Shadows are very important when creating any kind of photo manipulation. You can often see montages that look very unrealistic at first. This is because the shadows are not corresponding to each other. Remember to always study and look at where the light falls, and create a natural shadow, either by manually drawing it on another layer with a black brush, or by copying the object and placing it beneath. Then, you can work on doing levels, blurring, and resizing. Shadows are very important for that final, realistic feel to the image. When the scars are finally done, I used the burn tool to enhance some shadows. I also used burn to create contrast on the ribs and backbone by slightly burning the dark parts and dodging the light parts.


Don’t overdo it though. After this, I used shadow-highlights option (under image/adjustments) where I brought up the shadows bit more (shadow slider amount around 20%).

6. Add some final touches. For brightness and contrast, I enhanced the contrast a bit by moving contrast slider up. To do this, click and use a new adjustment layer in the layers panel. This way, you can always change the setting afterwards. Unsharp mask—not too much, but you want the image to be sharper. You’ll want to do this: (filter/sharpen/unsharp mask) Radius around 1.3, threshold at zero and amount around 50 to 60% or at will. ?

I always tend to dodge and burn a bit, so I burned the background at the corners to get a vignette feel. I also slightly dodged her whole head. Always lower the opacity of the tool, all the way to 0-15%. Set hardness to 0% and larger size. Set burn to midtones, and slightly start burning the corners and the background, then set it to shadows and finish it up.

The final toning was done with new levels layer: output black slider at 29 and midpoint slider at 0.72. This way, you get a gray look. You’ll need to bring the blacks back a bit. With new brightness/contrast layer and contrast slider set to +60, I was able to get some black parts black into the image again. Now, this is my own personal touch that I use lately on my black and white images. I just like the tone that I get with levels and brightness/contrast layer.

Finally—we got ourselves a final image!

I shared some tips in the post-processing section of this tutorial. But I also want this advice: never complete your artwork fast. Always do it slowly, and take long looks at your image as you will always find more details to be processed. Sleep on it. The next morning, when you open the image, you may get fresh and new ideas. There were many times I published a photo that looked perfect as soon as I finished editing them. But then the next day, I always spot something I forgot to do, or something I wanted to do differently. Never rush your work. It’s okay to leave it overnight.
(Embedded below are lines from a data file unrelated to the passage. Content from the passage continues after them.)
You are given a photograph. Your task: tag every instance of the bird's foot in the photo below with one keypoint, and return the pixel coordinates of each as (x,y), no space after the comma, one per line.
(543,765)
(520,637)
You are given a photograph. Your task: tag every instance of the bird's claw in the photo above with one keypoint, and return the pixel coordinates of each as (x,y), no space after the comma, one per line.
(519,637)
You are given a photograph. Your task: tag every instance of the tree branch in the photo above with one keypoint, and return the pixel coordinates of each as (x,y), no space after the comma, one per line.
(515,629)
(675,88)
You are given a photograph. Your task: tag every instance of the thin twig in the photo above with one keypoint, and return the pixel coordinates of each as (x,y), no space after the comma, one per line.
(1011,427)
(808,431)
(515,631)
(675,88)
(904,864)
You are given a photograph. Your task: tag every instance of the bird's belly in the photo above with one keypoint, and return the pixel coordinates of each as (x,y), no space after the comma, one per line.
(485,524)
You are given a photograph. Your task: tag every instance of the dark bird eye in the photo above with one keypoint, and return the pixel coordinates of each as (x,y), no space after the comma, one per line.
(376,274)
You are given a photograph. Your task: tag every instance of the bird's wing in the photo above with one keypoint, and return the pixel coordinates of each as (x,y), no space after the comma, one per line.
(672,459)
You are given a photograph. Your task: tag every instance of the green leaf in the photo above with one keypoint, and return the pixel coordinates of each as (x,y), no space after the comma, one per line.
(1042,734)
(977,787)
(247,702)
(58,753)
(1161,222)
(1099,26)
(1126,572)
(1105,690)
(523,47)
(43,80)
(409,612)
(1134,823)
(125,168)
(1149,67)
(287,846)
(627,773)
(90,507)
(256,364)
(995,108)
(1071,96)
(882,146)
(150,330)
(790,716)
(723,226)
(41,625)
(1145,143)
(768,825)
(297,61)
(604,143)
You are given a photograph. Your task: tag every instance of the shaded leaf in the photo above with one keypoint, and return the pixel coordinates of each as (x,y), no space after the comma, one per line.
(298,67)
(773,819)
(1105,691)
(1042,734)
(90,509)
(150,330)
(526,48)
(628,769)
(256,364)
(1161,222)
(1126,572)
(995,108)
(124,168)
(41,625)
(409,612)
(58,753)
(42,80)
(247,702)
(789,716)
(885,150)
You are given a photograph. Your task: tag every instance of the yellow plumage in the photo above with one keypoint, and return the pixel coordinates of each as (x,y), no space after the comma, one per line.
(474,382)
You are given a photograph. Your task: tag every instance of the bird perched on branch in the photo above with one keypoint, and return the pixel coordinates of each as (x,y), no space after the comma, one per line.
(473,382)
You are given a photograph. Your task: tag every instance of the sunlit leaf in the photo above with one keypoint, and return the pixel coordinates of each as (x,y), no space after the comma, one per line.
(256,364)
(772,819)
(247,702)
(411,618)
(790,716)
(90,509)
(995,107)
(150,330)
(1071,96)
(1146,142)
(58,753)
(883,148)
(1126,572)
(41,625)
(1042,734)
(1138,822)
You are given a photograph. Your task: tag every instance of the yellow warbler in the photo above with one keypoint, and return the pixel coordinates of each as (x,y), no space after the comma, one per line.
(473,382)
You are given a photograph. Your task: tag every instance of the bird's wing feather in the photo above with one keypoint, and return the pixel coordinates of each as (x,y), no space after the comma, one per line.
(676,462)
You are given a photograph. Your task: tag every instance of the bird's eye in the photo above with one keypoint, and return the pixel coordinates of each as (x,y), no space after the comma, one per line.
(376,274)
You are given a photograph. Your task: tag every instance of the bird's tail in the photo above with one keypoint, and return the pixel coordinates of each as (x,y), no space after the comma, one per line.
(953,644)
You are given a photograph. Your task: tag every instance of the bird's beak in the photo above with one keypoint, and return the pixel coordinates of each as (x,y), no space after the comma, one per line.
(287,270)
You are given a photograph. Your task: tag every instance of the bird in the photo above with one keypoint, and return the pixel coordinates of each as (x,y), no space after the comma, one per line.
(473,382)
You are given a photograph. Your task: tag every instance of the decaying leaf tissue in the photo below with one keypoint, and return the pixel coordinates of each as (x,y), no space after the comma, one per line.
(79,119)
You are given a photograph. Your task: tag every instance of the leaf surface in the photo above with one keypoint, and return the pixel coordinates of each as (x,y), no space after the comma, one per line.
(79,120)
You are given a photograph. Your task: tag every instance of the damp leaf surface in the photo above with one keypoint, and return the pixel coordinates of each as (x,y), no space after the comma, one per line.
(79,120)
Another advice: When thinking of ideas for a themed photo shoot, there will be photo sessions full of straight-up ideas and results that follow that will be more or less successful. I like the photo sessions when you have an original idea and end up with something completely different. This is what happened with shooting this image—it was like a stream of thoughts. As I was processing the photo, a totally new concept for a series opened up for me. When I was done with this image, I just made all other photos from this series similar, and they connected and tied in with the haunting story I wanted to tell.